In: Psychology
For each of the passages below, identify the title and author of the short story from which the passage comes, explain what the passage depicts or illustrates, provide the larger context in which the passage can be understood, and interpret the significance of the passage to the whole story.
"He should not have built the fire under the spruce tree. He should have built it in the open. But it had been easier to pull the twigs from the brush and drop them directly on the fire. Now the tree under which he had done this carried a weight of snow on its boughs. No wind had blown for weeks, and each bough was fully freighted. Each time he had pulled a twig he had communicated a slight agitation to the tree - an imperceptible agitation, so far as he was concerned, but an agitation sufficient to bring about the disaster. High up in the tree one bough capsized its load of snow. This fell on the boughs beneath, capsizing them. This process continued, spreading out and involving the whole tree. It grew like an avalanche, and it descended without warning upon the man and the fire, and the fire was blotted out!"
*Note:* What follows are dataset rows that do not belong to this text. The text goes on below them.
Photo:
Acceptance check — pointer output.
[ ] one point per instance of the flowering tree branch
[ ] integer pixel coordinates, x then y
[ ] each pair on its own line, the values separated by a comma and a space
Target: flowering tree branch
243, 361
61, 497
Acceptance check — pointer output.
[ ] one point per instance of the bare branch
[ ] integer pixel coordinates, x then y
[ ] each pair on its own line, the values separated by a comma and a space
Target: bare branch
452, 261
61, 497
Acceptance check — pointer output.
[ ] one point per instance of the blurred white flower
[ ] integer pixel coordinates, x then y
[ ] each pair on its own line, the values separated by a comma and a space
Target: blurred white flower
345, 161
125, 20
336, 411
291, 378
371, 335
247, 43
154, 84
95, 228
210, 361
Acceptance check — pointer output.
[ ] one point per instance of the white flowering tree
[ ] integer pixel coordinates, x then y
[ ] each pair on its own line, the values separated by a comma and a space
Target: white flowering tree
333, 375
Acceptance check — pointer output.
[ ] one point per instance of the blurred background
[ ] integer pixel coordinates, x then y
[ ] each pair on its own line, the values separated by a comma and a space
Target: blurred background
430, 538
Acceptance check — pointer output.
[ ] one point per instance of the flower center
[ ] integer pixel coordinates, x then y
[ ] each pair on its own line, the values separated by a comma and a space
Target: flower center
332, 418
This passage belongs to the short story " To Build A Fire" by Jack London.
This passage depicts the futile attempt of a man to built a fire under a spruce tree that is weighed down with snow. His short-sightedness to evaluate the reality creates problem for him. As he collects wood for his fire by pulling the twigs from the tree,it disturbs the snow in the tree that was collected on it. The movement of the snow collected in the tree takes the form of mini avalanche when it started falling from the top branches to the lower ones and finally when it falls on the fire and causes to dampen down the fire.
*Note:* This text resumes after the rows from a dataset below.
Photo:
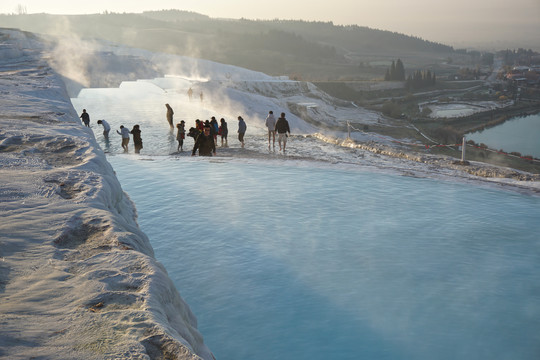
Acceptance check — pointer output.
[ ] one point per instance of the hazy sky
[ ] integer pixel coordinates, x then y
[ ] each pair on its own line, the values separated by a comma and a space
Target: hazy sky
449, 21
This passage shows how the rationality of man becomes futile when he ignores to calculate the actual conditions and possibilities of dangers regarding the forces of nature. The over confidence of man may lead him to danger that may even cost his life especially when it comes to miscalculation of natural forces. As in this passage, for his ease he built the fire under the tree , he opts his ease over assessing the situation that costs the fire to dampen down leaving him to face the severe cold and frost bite.